Repertoire comparison by next-generation sequencing gives insight into the breadth of the antibody repertoire used in an immune response. Antibody repertoire comparison Antibody repertoire comparisons can be performed with the NGS comparison operation. To compare NGS results, you will need to:
- Run the NGS analysis v2 pipeline
- Select 2 NGS analysis v2 pipeline output files for comparison
To run an NGS analysis select your file within the experiment folder and select NGS analysis v2 in Pipelines dropdown. To learn more about NGS analysis configuration, please refer to the following article.
To run NGS comparisons, select 2 NGS analysis pipeline output files (e.g File type: NGS Result) and click NGS Comparison in the Post-processing dropdown.
In order to compare samples to find out the relative abundance of clusters, normalization or scaling is often performed to remove variation between samples that prevents direct comparison of data.

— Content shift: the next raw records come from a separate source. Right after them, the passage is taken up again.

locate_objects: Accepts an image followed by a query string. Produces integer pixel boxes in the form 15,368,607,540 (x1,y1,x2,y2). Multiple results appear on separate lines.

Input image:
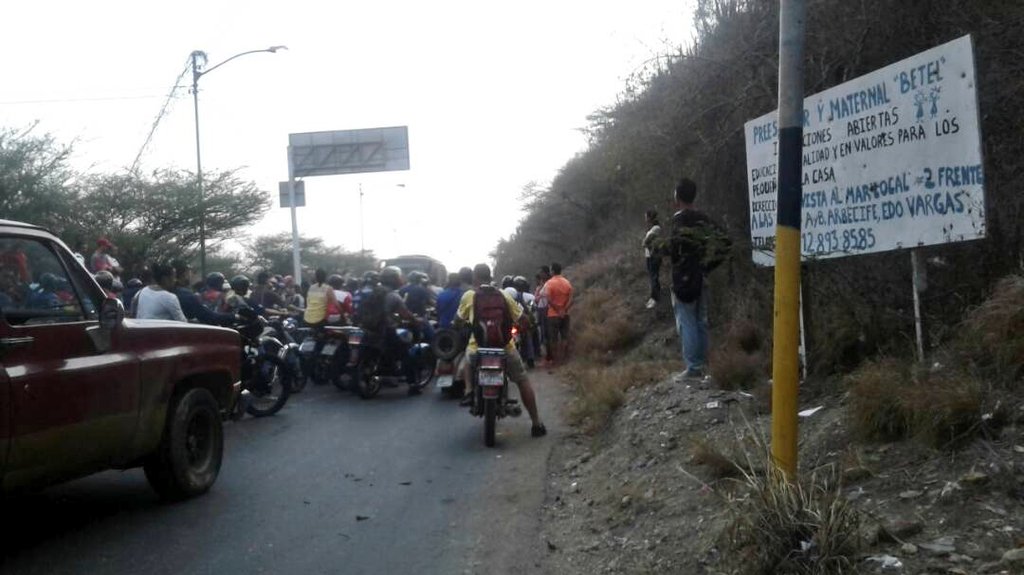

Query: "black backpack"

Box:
473,285,512,348
356,284,388,335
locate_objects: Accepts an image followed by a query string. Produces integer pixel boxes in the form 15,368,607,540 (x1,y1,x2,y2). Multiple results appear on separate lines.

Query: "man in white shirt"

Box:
131,262,188,321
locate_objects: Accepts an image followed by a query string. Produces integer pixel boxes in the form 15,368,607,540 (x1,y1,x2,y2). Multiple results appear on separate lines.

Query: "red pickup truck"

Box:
0,220,241,499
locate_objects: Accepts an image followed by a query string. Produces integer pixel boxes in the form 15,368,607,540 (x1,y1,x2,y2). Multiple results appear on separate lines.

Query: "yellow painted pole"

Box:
771,0,806,479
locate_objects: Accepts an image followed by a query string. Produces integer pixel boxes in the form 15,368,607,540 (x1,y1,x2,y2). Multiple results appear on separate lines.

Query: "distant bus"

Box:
381,256,447,288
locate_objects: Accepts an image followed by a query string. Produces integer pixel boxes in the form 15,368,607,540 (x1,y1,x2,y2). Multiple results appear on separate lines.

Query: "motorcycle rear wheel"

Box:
288,355,308,393
416,350,437,390
483,398,498,447
246,356,293,417
356,359,381,399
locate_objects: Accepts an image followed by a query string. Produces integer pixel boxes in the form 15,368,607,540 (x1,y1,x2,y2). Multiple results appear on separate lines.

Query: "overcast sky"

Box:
0,0,692,268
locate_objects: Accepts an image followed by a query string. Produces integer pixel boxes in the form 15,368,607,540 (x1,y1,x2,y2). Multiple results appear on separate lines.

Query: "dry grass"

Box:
572,288,645,362
690,439,742,479
847,358,990,447
710,319,768,390
724,446,861,575
562,361,675,433
846,358,910,441
951,275,1024,387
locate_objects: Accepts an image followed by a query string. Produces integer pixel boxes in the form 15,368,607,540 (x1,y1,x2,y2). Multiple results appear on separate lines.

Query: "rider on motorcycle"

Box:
327,273,352,325
357,266,420,395
199,271,227,311
352,270,380,313
398,271,434,342
456,264,548,437
172,260,236,326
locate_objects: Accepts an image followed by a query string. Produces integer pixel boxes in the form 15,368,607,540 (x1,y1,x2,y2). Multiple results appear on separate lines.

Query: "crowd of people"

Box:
76,238,572,437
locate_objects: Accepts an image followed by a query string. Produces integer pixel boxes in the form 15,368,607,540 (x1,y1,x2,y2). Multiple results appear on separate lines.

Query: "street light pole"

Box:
191,46,286,277
191,50,206,278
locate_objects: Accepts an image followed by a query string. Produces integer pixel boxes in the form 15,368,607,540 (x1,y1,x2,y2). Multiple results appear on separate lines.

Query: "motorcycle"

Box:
233,310,293,419
346,327,437,399
430,327,467,398
321,325,365,391
263,317,308,393
470,348,522,447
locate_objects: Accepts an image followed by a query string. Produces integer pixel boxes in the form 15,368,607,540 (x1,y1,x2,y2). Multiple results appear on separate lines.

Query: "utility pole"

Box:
771,0,807,479
359,182,367,257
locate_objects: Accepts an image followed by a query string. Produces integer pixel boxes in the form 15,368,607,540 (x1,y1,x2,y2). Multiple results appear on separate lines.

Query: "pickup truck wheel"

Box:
143,388,224,500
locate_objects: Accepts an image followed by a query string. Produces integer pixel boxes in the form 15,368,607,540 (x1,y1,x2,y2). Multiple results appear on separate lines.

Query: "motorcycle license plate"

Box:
480,371,505,388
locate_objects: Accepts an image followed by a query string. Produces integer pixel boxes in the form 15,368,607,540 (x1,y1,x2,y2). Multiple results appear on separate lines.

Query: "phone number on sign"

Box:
800,227,876,254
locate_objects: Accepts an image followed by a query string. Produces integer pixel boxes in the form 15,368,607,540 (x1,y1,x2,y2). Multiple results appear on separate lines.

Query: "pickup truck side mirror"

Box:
85,298,125,353
99,298,125,331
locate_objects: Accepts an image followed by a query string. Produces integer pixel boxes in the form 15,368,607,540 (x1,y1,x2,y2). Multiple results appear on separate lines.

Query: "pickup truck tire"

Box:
143,388,224,500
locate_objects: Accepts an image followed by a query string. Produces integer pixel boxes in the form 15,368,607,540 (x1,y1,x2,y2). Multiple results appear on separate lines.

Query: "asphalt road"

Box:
0,373,564,575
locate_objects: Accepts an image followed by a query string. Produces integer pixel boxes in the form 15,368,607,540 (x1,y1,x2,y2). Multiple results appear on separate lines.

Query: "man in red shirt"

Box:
541,263,572,362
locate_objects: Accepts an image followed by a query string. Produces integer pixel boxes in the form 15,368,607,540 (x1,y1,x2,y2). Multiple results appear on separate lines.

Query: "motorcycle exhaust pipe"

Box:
231,390,253,422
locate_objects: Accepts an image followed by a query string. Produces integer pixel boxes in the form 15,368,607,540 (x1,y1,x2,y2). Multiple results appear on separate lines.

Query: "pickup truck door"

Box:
0,236,139,487
0,368,11,483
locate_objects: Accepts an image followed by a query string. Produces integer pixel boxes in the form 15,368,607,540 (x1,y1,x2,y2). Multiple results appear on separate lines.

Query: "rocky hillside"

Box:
544,366,1024,574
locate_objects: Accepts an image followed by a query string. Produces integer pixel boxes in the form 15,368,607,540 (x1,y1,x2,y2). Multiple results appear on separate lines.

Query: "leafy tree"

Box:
0,125,75,227
58,170,270,272
245,232,376,274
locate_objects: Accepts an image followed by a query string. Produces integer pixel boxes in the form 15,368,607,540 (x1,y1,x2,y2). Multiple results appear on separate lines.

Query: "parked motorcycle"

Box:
470,348,522,447
263,317,307,393
347,327,436,399
234,310,293,419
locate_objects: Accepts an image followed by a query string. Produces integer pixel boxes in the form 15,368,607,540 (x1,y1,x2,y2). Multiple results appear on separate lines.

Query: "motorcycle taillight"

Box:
480,355,502,369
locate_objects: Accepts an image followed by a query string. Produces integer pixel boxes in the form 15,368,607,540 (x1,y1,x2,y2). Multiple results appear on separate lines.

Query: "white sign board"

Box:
278,180,306,208
288,126,409,178
745,36,985,265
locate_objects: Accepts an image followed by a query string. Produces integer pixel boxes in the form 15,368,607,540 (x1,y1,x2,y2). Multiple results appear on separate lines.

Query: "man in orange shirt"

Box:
541,263,572,362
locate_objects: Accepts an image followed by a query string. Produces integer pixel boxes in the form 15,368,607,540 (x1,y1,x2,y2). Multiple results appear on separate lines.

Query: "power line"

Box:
0,94,180,105
128,56,191,174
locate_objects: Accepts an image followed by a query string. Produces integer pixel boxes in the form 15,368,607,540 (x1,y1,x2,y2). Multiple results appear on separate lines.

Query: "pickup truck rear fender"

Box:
125,329,241,458
122,371,236,468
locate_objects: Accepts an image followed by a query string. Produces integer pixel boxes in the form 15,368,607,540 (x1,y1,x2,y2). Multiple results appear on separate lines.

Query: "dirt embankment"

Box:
543,375,1024,575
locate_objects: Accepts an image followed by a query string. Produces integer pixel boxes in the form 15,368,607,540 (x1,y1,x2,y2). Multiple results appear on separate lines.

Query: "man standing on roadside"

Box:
669,178,731,378
534,265,551,361
643,210,662,309
541,263,572,363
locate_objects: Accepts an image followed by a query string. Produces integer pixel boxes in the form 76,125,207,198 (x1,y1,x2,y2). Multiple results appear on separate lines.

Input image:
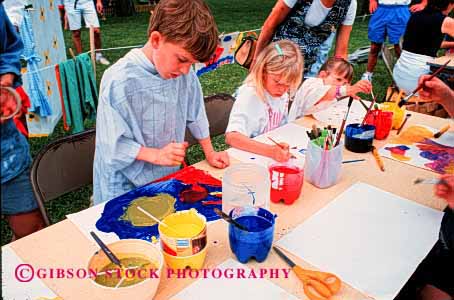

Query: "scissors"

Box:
273,246,341,300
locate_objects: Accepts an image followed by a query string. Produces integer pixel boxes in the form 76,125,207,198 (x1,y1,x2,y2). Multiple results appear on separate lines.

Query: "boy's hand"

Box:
369,0,378,14
206,151,230,169
434,175,454,209
153,142,188,166
96,1,104,14
271,143,291,162
347,80,372,99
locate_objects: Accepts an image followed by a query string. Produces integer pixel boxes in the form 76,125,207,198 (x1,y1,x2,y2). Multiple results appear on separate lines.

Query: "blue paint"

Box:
229,207,276,264
96,179,222,241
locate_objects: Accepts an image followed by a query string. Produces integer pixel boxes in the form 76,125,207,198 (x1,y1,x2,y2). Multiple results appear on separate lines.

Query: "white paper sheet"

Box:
66,202,120,244
227,123,310,168
170,258,298,300
378,125,454,174
2,245,61,300
313,99,370,128
277,183,443,300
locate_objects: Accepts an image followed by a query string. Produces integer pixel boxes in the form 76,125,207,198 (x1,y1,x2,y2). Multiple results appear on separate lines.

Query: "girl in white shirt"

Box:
226,40,304,161
289,57,372,121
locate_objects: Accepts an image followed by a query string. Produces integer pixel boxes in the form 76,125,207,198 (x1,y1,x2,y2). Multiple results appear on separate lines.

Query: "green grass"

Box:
1,0,391,245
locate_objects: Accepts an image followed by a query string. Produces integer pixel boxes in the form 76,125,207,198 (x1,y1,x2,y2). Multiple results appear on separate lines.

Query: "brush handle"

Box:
398,59,451,107
90,231,121,267
434,124,451,139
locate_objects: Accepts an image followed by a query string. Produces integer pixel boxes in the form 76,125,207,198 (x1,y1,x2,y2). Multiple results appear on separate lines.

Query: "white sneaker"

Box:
361,72,373,82
96,55,110,66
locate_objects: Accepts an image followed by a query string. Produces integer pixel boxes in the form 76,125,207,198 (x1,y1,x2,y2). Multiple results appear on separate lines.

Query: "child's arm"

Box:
137,142,188,166
199,137,230,169
225,131,290,162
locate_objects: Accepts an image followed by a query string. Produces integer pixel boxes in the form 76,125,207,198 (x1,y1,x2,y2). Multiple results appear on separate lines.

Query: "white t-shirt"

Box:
378,0,411,5
226,84,288,138
288,78,336,122
283,0,356,27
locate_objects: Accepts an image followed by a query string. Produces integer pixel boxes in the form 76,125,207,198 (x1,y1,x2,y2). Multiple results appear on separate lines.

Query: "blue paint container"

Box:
345,124,375,153
229,206,277,264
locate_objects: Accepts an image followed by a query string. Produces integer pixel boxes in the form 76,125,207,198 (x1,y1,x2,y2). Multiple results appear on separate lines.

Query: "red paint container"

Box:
365,110,393,140
269,162,304,204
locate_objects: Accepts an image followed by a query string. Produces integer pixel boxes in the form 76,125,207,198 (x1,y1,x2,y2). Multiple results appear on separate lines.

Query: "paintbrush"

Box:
90,231,124,269
334,97,353,147
398,59,451,107
361,98,377,126
137,206,179,235
213,208,249,231
372,146,385,172
397,114,411,135
413,178,448,185
434,124,450,139
268,136,296,158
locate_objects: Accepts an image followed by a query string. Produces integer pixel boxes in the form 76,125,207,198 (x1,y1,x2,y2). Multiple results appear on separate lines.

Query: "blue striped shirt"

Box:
93,49,209,204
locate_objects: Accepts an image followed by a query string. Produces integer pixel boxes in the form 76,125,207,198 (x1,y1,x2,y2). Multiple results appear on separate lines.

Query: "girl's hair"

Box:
245,40,304,100
426,0,454,11
320,56,353,82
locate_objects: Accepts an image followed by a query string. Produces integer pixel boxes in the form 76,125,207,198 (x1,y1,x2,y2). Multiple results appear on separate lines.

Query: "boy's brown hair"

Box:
148,0,219,62
320,56,353,82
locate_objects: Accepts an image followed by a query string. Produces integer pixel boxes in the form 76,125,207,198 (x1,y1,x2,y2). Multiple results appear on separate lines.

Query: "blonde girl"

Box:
226,40,304,161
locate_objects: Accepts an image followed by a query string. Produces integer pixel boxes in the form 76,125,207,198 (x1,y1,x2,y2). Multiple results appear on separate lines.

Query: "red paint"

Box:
365,110,393,140
269,164,304,204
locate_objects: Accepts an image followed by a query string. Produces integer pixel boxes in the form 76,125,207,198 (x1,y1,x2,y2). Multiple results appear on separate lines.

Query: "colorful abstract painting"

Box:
379,125,454,174
96,166,222,241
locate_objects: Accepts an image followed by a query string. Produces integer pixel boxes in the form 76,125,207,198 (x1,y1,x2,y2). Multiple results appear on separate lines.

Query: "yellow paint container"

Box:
158,209,207,269
380,102,405,129
88,239,164,300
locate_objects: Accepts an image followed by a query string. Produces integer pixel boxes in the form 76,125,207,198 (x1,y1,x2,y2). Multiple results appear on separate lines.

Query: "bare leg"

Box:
394,44,402,58
72,29,82,54
420,285,452,300
367,43,382,73
6,209,44,240
93,27,101,49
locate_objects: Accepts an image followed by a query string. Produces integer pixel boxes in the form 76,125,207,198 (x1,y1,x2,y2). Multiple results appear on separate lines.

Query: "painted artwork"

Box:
379,125,454,174
313,99,366,127
96,166,222,241
227,123,310,168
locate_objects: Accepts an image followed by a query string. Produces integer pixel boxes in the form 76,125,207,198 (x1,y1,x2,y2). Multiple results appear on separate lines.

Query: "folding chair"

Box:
31,129,95,226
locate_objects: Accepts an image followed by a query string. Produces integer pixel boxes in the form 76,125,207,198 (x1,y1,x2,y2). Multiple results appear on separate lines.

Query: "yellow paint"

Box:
162,245,208,270
391,126,434,145
159,209,206,238
121,193,176,227
391,152,411,161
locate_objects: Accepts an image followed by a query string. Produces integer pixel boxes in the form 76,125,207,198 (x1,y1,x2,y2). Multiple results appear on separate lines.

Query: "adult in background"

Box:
64,0,110,65
254,0,357,77
393,0,454,94
0,0,44,240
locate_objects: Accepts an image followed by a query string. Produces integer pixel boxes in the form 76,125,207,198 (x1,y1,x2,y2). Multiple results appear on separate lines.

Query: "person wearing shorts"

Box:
64,0,110,65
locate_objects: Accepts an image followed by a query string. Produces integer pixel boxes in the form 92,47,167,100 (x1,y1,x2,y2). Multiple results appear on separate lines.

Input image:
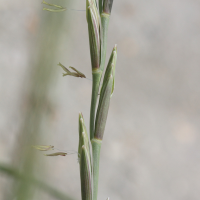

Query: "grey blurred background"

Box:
0,0,200,200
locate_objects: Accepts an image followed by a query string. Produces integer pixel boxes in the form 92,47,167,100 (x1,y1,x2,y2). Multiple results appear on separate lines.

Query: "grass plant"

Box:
0,0,117,200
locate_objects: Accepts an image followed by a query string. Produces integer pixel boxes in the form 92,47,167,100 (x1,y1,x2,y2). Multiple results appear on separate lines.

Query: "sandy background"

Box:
0,0,200,200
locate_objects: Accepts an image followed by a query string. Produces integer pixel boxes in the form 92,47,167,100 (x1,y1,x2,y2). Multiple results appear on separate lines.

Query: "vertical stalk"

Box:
100,12,110,72
91,138,102,200
90,69,102,140
99,0,103,14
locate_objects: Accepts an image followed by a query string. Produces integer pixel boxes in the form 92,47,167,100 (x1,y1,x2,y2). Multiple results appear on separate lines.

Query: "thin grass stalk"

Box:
99,0,103,14
100,0,113,72
80,145,92,200
91,46,117,200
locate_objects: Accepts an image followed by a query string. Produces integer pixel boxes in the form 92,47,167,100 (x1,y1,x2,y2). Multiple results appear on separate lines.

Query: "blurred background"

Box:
0,0,200,200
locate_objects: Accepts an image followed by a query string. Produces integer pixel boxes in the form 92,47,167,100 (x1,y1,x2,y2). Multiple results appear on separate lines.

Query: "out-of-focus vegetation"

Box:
0,1,75,200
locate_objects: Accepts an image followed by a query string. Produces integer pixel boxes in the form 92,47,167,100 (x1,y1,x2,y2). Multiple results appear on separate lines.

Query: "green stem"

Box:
91,138,102,200
100,12,110,71
90,69,102,140
99,0,103,14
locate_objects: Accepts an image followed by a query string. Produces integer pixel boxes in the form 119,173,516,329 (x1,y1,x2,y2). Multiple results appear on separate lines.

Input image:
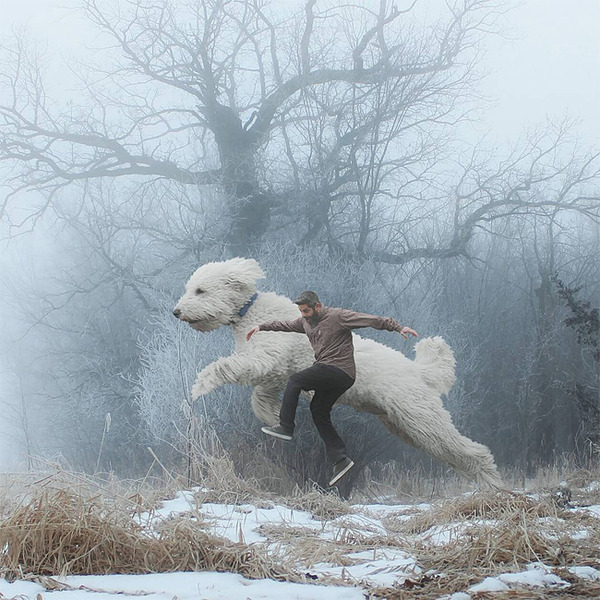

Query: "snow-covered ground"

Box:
0,484,600,600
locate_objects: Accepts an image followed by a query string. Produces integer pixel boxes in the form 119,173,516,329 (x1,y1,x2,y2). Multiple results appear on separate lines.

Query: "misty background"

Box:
0,0,600,488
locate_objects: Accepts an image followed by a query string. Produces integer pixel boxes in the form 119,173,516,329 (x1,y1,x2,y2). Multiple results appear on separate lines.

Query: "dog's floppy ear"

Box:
227,257,266,287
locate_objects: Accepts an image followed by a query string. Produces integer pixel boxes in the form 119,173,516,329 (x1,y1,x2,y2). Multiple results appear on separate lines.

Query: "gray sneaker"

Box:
261,425,294,442
329,457,354,485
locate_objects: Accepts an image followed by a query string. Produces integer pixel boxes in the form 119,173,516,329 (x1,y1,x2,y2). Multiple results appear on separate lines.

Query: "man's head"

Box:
294,290,322,319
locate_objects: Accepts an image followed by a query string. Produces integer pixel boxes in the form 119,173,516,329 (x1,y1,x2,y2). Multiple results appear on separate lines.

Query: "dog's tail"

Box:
415,336,456,394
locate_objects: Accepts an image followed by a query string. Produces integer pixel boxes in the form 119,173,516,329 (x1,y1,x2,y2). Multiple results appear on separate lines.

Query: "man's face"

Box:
298,302,320,320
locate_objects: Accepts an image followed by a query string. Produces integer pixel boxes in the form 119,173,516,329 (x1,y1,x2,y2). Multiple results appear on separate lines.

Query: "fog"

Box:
0,0,600,474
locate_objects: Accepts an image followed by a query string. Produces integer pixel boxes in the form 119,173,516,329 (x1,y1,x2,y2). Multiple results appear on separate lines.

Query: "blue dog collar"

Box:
238,292,258,317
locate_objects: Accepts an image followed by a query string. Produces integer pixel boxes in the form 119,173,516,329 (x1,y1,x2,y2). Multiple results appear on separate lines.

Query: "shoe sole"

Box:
329,461,354,486
261,427,292,442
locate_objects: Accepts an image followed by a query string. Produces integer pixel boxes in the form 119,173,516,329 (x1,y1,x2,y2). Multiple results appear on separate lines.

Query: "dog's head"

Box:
173,258,265,331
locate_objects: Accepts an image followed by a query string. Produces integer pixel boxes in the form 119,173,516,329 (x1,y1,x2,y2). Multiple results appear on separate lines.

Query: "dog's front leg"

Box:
192,353,272,400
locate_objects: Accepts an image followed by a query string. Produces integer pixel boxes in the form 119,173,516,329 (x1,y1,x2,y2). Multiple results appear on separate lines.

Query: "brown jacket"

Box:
259,306,402,379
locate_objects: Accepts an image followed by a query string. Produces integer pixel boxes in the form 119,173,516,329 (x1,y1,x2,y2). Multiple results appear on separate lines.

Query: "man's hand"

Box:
400,327,419,340
246,325,260,342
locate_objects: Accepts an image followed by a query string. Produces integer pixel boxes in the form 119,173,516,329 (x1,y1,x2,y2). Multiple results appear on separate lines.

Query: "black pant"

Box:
279,363,354,464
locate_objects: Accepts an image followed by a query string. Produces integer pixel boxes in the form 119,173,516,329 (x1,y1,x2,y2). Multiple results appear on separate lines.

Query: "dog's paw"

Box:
192,379,215,400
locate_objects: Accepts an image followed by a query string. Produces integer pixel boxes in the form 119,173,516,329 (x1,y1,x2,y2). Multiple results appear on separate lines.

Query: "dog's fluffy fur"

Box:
174,258,502,488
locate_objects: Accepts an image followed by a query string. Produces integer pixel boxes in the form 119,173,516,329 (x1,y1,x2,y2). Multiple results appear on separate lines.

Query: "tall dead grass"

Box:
0,490,300,581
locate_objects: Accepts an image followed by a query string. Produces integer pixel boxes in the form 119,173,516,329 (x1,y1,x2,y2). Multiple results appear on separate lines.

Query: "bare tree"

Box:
0,0,502,250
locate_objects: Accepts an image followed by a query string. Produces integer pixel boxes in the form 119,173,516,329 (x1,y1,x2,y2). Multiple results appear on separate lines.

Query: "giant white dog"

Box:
173,258,503,488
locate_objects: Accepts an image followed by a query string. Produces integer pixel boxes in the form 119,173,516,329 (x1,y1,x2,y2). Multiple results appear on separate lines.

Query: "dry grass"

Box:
286,488,353,520
0,490,299,581
0,456,600,600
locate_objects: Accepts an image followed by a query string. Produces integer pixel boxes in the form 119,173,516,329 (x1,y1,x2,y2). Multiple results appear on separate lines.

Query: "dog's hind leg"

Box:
252,385,280,425
378,409,504,489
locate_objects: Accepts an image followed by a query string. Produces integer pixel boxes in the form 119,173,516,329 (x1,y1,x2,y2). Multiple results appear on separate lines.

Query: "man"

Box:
246,290,417,485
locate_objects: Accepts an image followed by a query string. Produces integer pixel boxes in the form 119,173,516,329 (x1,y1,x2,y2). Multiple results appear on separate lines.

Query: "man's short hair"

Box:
294,290,319,308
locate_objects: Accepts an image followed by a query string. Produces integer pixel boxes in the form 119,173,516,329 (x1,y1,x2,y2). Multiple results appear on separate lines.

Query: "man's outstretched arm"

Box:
340,309,419,339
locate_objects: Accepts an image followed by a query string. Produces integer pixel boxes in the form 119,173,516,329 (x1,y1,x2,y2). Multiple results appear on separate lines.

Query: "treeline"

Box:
0,0,600,481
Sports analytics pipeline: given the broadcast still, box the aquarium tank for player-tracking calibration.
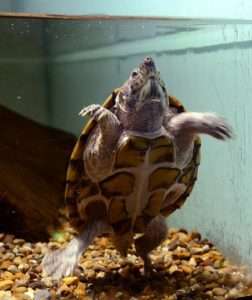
[0,1,252,300]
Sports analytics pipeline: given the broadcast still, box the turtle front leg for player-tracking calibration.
[135,215,168,276]
[164,112,232,156]
[80,104,122,181]
[42,220,110,280]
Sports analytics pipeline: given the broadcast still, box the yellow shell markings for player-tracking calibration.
[65,89,119,230]
[65,89,200,233]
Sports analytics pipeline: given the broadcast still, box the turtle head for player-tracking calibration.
[116,57,168,131]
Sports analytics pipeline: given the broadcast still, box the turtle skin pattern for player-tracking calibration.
[65,90,201,234]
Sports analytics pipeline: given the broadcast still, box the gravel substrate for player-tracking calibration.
[0,229,252,300]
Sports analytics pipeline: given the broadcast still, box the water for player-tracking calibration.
[0,18,252,298]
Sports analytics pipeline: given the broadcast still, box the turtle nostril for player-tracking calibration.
[144,56,154,67]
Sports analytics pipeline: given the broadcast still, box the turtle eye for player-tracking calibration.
[131,71,138,78]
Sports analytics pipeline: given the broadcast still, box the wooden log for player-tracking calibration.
[0,106,76,240]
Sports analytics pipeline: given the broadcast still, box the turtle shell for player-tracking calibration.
[65,89,201,233]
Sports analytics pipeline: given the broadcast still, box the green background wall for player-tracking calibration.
[0,0,252,266]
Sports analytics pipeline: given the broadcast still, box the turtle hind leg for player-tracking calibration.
[42,220,109,279]
[135,215,168,276]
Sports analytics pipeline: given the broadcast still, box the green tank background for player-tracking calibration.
[0,14,252,265]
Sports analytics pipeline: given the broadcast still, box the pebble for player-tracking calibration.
[63,276,79,285]
[213,287,227,296]
[0,279,14,291]
[0,229,252,300]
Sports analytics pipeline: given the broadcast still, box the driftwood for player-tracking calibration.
[0,106,76,239]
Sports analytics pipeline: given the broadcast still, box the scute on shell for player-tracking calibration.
[65,89,200,234]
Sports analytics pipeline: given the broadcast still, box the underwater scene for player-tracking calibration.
[0,15,252,300]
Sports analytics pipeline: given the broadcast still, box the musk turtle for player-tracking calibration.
[42,57,231,278]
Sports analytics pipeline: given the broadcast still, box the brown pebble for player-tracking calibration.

For example, if one sample has twice as many sequences in one particular cluster than the other sample, this does not necessarily mean that cluster is more abundant in the first sample, it could be due to a higher sequencing depth. The choice of the normalization method used affects what the normalized ratio of each cluster will be as well as the P-Value. The following outlines the normalization methods available for comparing antibody repertoires:
This method of normalization compares the raw frequency of each cluster based on the total number of identified regions in each sample (i.e. the frequency percentage without normalization). This method of total count normalization is less robust and not as effective at aligning distribution of cluster frequency across samples. For example, Sample A has a greater proportion of counts associated with a particular cluster (10/1,000,000) than Sample B (10/1,500,000) even though the total count values are the same. Therefore, direct comparison of the counts for the particular cluster (or any other clusters) between Sample A and Sample B is not advisable because the total number of normalized counts are different between samples.
Median of frequency ratios
This method of normalization uses the more robust DESeq2 approach where the median ratio of all the cluster count rations is used to calculate the normalization factor. DESeq2 uses a median of ratios method as the normalization factor under the assumption that most of the genes are not differentially expressed. This method is robust to the imbalance in the frequency of the number of sequences within each cluster and clusters with very low frequencies are excluded as they can lead to inaccurate normalization ratios. For example, if the median cluster has 1 sequence in one sample and 2 sequences in the other, this would produce a normalization ratio of 2. Instead, using the DESeq2 approach, we take the median ratio of those clusters where both samples have at least this many sequences.
Total count excluding upper quartile
This is another approach used during differential gene expression normalization and is usually better suited (than the DESeq2 normalization method) to immune system data comparison. This is due to there often being only a few regions in common between samples that have significant numbers of sequences, and selecting the median ratio of these produces a value which is quite sensitive to a change in only a few sequence frequencies
P-values are used to indicate whether or not the difference in size between the two clusters is statistically significant. When comparing samples, we may not be interested in cases where the frequencies only differ by a ratio of 2 for example. However, the P-Values calculated in this case could still indicate that this is a statistically significant difference. This setting assumes that any ratio less than this is not significant and reduces the significance of ratios larger than this accordingly when calculating P-Values. For example, if this setting is 2, and a region has a ratio of 2.5, the calculated P-Value would be similar to that of a case where this setting is 1 and the region ratio is 1.5. This minimum ratio is applied equally in both directions, so if this setting is 2, then a ratio of 0.5 would not be considered significant either.
Executing NGS comparisons
Depending on your input sequences, some sequences may not be fully annotated and some may contain stop codons. These sequences may influence the comparisons analysis as they contribute towards the normalization calculations and it's advisable to exclude these sequences from the analysis.
To compare sequences that are fully annotated, in frame and, without stop codons, select the Only use sequences that are fully annotated, in frame and, without stop codons option.
To start the NGS comparison operation, click Run. This operation will produce a NGS Comparison Result document.
Note that we currently only support comparisons of 2 NGS results.